Arme fatale du Stade toulousain ces dernières semaines, la mêlée des «
rouge et noir » a subi la pression catalane, vendredi dernier, à la
Mosson. Un secteur crucial sur lequel Yannick Bru, l'entraîneur des
avants toulousains, va se pencher toute la semaine pour réagir en vue
de la finale de H Cup.
Votre mêlée a été chahutée comme jamais cette saison, concédant 12
points de pénalité.
Comment analysez-vous cet échec
dans ce secteur ?
Il y a plusieurs choses à prendre en compte. Je crois que la cohésion
et une force mentale supérieure étaient du côté catalan. Et
logiquement, l'arbitre a abondé dans leur sens. ça, ce sont les faits.

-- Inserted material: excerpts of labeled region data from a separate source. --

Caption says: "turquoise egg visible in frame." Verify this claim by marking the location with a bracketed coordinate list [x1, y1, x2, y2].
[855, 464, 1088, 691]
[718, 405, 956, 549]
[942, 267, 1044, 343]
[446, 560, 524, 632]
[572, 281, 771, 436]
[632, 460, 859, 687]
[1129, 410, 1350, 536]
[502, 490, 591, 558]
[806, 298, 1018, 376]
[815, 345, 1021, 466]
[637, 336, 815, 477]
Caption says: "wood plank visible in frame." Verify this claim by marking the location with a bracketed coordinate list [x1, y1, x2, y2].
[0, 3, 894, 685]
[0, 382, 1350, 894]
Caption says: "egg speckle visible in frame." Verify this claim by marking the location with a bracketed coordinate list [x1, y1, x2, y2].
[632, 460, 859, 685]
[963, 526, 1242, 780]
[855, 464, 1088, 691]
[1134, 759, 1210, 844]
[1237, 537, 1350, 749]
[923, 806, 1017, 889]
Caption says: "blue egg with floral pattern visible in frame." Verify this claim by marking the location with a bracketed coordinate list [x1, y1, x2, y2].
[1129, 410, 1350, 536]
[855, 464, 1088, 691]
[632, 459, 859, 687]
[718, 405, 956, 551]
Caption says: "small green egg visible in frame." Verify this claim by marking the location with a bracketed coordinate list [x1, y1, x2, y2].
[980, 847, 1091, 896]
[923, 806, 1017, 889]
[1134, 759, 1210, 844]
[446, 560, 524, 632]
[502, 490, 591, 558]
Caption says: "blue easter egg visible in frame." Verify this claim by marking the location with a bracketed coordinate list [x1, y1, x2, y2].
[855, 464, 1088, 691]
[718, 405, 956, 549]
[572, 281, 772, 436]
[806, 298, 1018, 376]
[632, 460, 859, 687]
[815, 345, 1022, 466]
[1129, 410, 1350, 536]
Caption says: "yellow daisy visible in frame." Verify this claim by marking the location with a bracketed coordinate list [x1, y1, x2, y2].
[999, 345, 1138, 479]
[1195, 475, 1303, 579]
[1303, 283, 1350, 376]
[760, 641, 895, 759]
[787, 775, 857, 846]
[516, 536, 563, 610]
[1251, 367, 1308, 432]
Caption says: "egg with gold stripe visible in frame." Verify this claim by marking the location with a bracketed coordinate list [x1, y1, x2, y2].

Maintenant, il faut voir les causes. Nous avons fait le choix de donner
du temps de jeu à tout le monde et pour certains, cette demi-finale
était un match de reprise. Et on n'affronte pas un des meilleurs packs
du championnat sans le rythme de la compétition. ça, on l'a payé cash.
Ensuite, la mêlée, tu as beau la travailler au quotidien, avoir
certaines habitudes, ça reste toujours un bras de fer. Et c'est donc la
plus déterminée qui gagne.
C'est ce qui s'est produit selon
vous à Montpellier ?
Je crois que les louanges qui ont suivi nos performances après les
matches contre le Leinster et Castres ont nourri nos adversaires. Cela
nous a également apporté un surplus de confiance, néfaste au bout du
compte. Perpignan nous a ramenés à la dure réalité de ce qu'est la
mêlée. Un secteur où la vérité du jour n'est pas celle du lendemain. Et
quand mentalement tu n'es pas prêt à avancer, tu te fais sanctionner et
tu prends 12 points de pénalité.
Étiez-vous concentré à 100 % sur
cette demi-finale ?
Sans doute avions nous trop la tête tournée vers la finale de H Cup. Et
là, encore une fois, j'ai ma part de responsabilité. On n'avait pas
assez mis l'accent sur les enjeux de cette demi-finale. Les
Perpignanais, eux, ont préparé cet affrontement comme si c'était le
dernier match de la saison. Et sur la mêlée, mentalement, il faut être
toujours devant, ne jamais se reposer sur ses lauriers, il faut avoir
peur de l'adversaire. Les Catalans nous ont fait tomber du nuage.
Finalement, cette claque pourrait
être salutaire pour la finale de H Cup ?
Je vous le dirai samedi soir… Les Catalans nous ont remis les pieds sur
terre, ce match a été un bon signal d'alarme. D'autant que nous allons
retrouver face à nous une mêlée de Biarritz hyperconquérante, très bien
préparée techniquement et servie par un gros caractère.